STATE_MACHINE_<KIND>BLOCKED, TERMINAL, INVALID

Section titled “STATE_MACHINE_<KIND> — BLOCKED, TERMINAL, INVALID”
  • Class: StateMachineRejectionError (packages/dogfood-swarm/lib/errors.js)
  • Trigger: transitionAgent() rejected a state-machine transition. The kind field discriminates why:
    • STATE_MACHINE_BLOCKED — the transition is legal in the abstract but blocked by a guard (e.g. dependencies not met, override required). Operator’s problem.
    • STATE_MACHINE_TERMINAL — the agent is in a terminal state (complete, rejected, etc.) — no transitions allowed.
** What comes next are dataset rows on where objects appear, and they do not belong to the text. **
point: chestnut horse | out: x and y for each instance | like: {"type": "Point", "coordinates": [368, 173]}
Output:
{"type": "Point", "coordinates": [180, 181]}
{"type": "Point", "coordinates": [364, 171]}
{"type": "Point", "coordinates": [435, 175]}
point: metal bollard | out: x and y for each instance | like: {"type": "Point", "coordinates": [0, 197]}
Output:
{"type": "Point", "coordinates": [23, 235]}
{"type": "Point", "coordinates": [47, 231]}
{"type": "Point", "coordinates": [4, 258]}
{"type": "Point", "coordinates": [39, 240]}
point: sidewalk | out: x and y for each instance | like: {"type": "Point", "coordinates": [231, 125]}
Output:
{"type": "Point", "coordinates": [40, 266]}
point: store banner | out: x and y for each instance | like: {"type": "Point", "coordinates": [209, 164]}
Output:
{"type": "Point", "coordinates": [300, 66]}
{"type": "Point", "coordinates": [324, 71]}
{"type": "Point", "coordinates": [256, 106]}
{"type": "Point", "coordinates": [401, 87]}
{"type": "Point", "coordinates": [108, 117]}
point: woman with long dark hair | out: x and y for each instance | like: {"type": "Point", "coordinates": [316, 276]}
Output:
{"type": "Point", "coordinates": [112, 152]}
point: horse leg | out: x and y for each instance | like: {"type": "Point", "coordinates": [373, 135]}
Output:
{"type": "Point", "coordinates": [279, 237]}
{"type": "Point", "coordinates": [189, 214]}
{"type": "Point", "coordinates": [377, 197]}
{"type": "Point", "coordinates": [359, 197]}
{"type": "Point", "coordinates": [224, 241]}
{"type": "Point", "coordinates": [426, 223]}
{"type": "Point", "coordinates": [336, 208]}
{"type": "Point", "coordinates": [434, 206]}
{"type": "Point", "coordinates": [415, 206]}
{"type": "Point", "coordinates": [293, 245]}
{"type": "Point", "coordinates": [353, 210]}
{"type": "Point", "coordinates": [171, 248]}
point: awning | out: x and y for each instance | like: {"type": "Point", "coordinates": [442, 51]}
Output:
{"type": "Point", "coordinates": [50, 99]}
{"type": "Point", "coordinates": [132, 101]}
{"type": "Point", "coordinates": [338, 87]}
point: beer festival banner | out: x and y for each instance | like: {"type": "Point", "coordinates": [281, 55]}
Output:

Caller bug — something tried to advance an already-finished agent.
    • STATE_MACHINE_INVALID — the transition is missing from the TRANSITIONS table. Legitimate disallowed transition (e.g. idle → complete skipping running).
  • Message shape: Illegal transition <from> → <to>: <reason> with explicit kind in e.code.
  • Hint: e.hint is set per-kind by the throwing site (e.g. “use swarm override to force …” for BLOCKED, “this agent is already complete; check why the caller tried to re-advance it” for TERMINAL).
  • Carries: kind, from, to, agentRunId, allowedTransitions[] (legal to set from the current from).
  • Operator action:
    • BLOCKED: look at the Next: hint — usually points at an override flag or a missing prerequisite.
    • TERMINAL: the agent is done; the bug is upstream. Inspect the caller for a re-advance loop.
    • INVALID: check allowedTransitions[] for what the state machine will accept from this from. Either reroute the call or, if the transition should be legal, file a finding to add the edge to TRANSITIONS.